Il rientro in Italia

Vittorio Emanuele ha vissuto in Svizzera, a Ginevra, fino al 2002, quando venne abolita la norma costituzionale che obbligava gli eredi maschi di casa Savoia all'esilio. Nel 2002, con un comunicato emesso da Ginevra, prese ufficialmente le distanze dalle leggi razziali, per la prima volta nella storia di casa Savoia. Sempre nel 2002 furono pubblicate dichiarazioni in cui accettava la fine della monarchia. Nello stesso anno, dopo l'abolizione dell'esilio, insieme con il figlio giurò per iscritto e senza condizioni fedeltà alla Costituzione repubblicana e al presidente della Repubblica, rinunciando in tal modo esplicitamente a qualunque pretesa dinastica sullo Stato italiano.

La richiesta di risarcimento

Nel novembre 2007 ha richiesto allo Stato italiano 260 milioni di euro come risarcimento per l'esilio, oltre alla restituzione dei beni privati confiscati dallo Stato nel 1948, sulla scorta di quanto avvenuto per altri membri di famiglie reali europee costrette all'esilio.

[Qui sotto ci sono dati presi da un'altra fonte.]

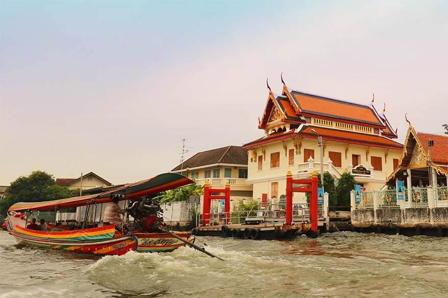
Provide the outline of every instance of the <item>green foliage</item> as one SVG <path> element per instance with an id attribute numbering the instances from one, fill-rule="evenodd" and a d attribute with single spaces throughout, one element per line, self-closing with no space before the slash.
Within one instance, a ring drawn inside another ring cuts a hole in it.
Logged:
<path id="1" fill-rule="evenodd" d="M 261 204 L 261 202 L 256 200 L 253 200 L 247 204 L 245 204 L 242 200 L 240 201 L 238 205 L 233 208 L 233 212 L 232 213 L 232 223 L 243 223 L 244 219 L 242 218 L 256 216 L 257 212 L 256 211 L 248 211 L 252 210 L 260 210 Z M 239 218 L 240 217 L 242 218 Z"/>
<path id="2" fill-rule="evenodd" d="M 350 206 L 350 191 L 355 189 L 355 177 L 345 172 L 341 175 L 336 190 L 338 206 Z"/>
<path id="3" fill-rule="evenodd" d="M 319 176 L 318 186 L 322 187 L 320 176 Z M 330 206 L 336 206 L 337 199 L 336 195 L 336 188 L 334 186 L 334 177 L 328 172 L 323 172 L 323 191 L 328 193 Z"/>
<path id="4" fill-rule="evenodd" d="M 8 209 L 18 202 L 40 202 L 77 196 L 79 191 L 70 190 L 56 184 L 53 176 L 35 171 L 28 176 L 20 176 L 6 189 L 0 203 L 0 214 L 6 216 Z"/>
<path id="5" fill-rule="evenodd" d="M 182 202 L 189 200 L 190 196 L 201 196 L 204 194 L 204 186 L 197 184 L 193 184 L 162 192 L 158 196 L 160 198 L 160 203 L 168 203 L 171 205 L 173 202 Z"/>

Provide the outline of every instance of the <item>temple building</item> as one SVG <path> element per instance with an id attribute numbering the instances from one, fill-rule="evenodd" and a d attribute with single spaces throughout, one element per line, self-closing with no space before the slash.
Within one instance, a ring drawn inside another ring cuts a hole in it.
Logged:
<path id="1" fill-rule="evenodd" d="M 274 199 L 285 194 L 286 174 L 307 178 L 322 164 L 337 179 L 345 171 L 367 189 L 383 187 L 398 166 L 403 145 L 393 140 L 385 113 L 370 105 L 351 102 L 290 89 L 283 79 L 281 95 L 269 93 L 258 128 L 264 136 L 248 143 L 248 177 L 253 198 Z"/>
<path id="2" fill-rule="evenodd" d="M 198 152 L 171 170 L 203 185 L 206 181 L 214 188 L 230 184 L 233 202 L 252 198 L 252 185 L 247 178 L 247 151 L 239 146 L 227 146 Z"/>
<path id="3" fill-rule="evenodd" d="M 393 185 L 402 180 L 409 190 L 411 186 L 448 185 L 448 135 L 418 132 L 408 122 L 409 127 L 399 165 L 387 178 L 387 183 Z"/>

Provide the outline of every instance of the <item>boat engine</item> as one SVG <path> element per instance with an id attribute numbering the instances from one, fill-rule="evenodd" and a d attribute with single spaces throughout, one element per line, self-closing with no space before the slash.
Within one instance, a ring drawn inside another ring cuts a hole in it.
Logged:
<path id="1" fill-rule="evenodd" d="M 145 232 L 156 232 L 157 227 L 163 224 L 163 209 L 160 207 L 160 199 L 148 196 L 131 202 L 128 214 L 134 218 L 135 228 Z"/>

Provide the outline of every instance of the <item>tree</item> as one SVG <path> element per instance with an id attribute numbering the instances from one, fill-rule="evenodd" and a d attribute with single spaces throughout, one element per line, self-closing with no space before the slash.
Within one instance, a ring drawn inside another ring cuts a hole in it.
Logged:
<path id="1" fill-rule="evenodd" d="M 162 192 L 157 197 L 160 199 L 160 203 L 168 203 L 171 205 L 173 202 L 182 202 L 190 199 L 190 196 L 201 196 L 204 194 L 204 186 L 197 184 L 193 184 Z"/>
<path id="2" fill-rule="evenodd" d="M 35 171 L 28 176 L 20 176 L 6 189 L 0 202 L 0 214 L 6 216 L 11 206 L 18 202 L 40 202 L 69 198 L 77 195 L 76 190 L 56 184 L 53 176 Z"/>
<path id="3" fill-rule="evenodd" d="M 318 186 L 319 187 L 322 187 L 320 175 L 319 176 Z M 336 198 L 336 188 L 334 186 L 334 177 L 328 172 L 323 172 L 323 191 L 328 193 L 330 198 L 329 205 L 336 206 L 337 204 L 337 199 Z"/>
<path id="4" fill-rule="evenodd" d="M 339 206 L 350 206 L 350 191 L 355 188 L 355 177 L 345 172 L 341 175 L 336 189 L 337 204 Z"/>

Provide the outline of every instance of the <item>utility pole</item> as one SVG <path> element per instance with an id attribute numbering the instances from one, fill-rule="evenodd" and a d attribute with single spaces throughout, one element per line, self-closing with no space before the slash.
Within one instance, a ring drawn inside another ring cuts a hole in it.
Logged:
<path id="1" fill-rule="evenodd" d="M 188 150 L 185 149 L 185 143 L 187 142 L 186 139 L 182 139 L 182 152 L 181 152 L 181 175 L 184 171 L 184 154 L 188 152 Z"/>
<path id="2" fill-rule="evenodd" d="M 317 136 L 317 143 L 320 147 L 320 184 L 322 184 L 322 189 L 323 189 L 323 144 L 322 144 L 322 137 L 314 128 L 311 128 L 311 133 Z M 323 191 L 325 191 L 325 189 Z"/>
<path id="3" fill-rule="evenodd" d="M 81 185 L 79 187 L 79 196 L 83 195 L 83 173 L 81 172 Z"/>

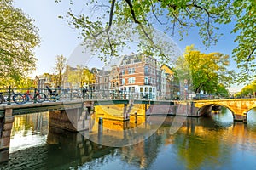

Tale richiesta contraddice ciò che Vittorio Emanuele dichiarò con una lettera alla Camera l'8 luglio 2002. Nel gennaio/febbraio del 2022, ha deciso insieme alle sorelle e al figlio di chiamare in causa lo stato italiano per la restituzione dei gioielli di famiglia Savoia custoditi dalla Banca d'Italia.

L'omicidio di Dirk Hamer 

Il 18 agosto 1978, sull'isola di Cavallo (Corsica), ci fu una sparatoria a seguito del furto del gommone di Vittorio Emanuele da parte di conviviali del chirurgo/playboy Nicky Pende. Vittorio Emanuele sparò due colpi di carabina. L'ipotesi d'accusa, sulla base della quale fu in seguito arrestato, fu che uno dei proiettili avesse colpito la coscia dello studente tedesco di 19 anni Dirk Geerd Hamer, figlio di Ryke Geerd Hamer, che stava dormendo in una barca vicina, il Mapagia della famiglia Leone, e che morì nel dicembre dello stesso anno dopo una lunga agonia. Di ciò, però, non vi fu prova, in quanto la difesa sostenne la presenza di altre persone che avrebbero sparato durante la colluttazione, poi fuggite e mai identificate dalla gendarmeria francese che restituì al proprietario italiano una P38 precedentemente sequestrata; la barca fu fatta smantellare in Sardegna senza che le autorità francesi potessero perquisirla. Anche il calibro e il rivestimento dei proiettili che ferirono il giovane risultarono diversi da quelli in dotazione alla carabina di Vittorio Emanuele (al quale sarebbe stato contestato, senza però addurre alcuna prova, di aver effettuato una sostituzione d'arma). Nel novembre del 1991 fu prosciolto dalla Camera d'accusa parigina dall'accusa di omicidio volontario e condannato a 6 mesi con la condizionale per porto abusivo d'arma da fuoco, "fuori dalla propria abitazione". Il 21 giugno 2006, durante la sua detenzione nel carcere di Potenza, una microspia ha intercettato una sua conversazione in cui ammetteva di aver sparato il colpo alla gamba, vantandosi di essere uscito vittorioso dalla vicenda. Il contenuto della conversazione fu divulgato poco tempo dopo dalla stampa.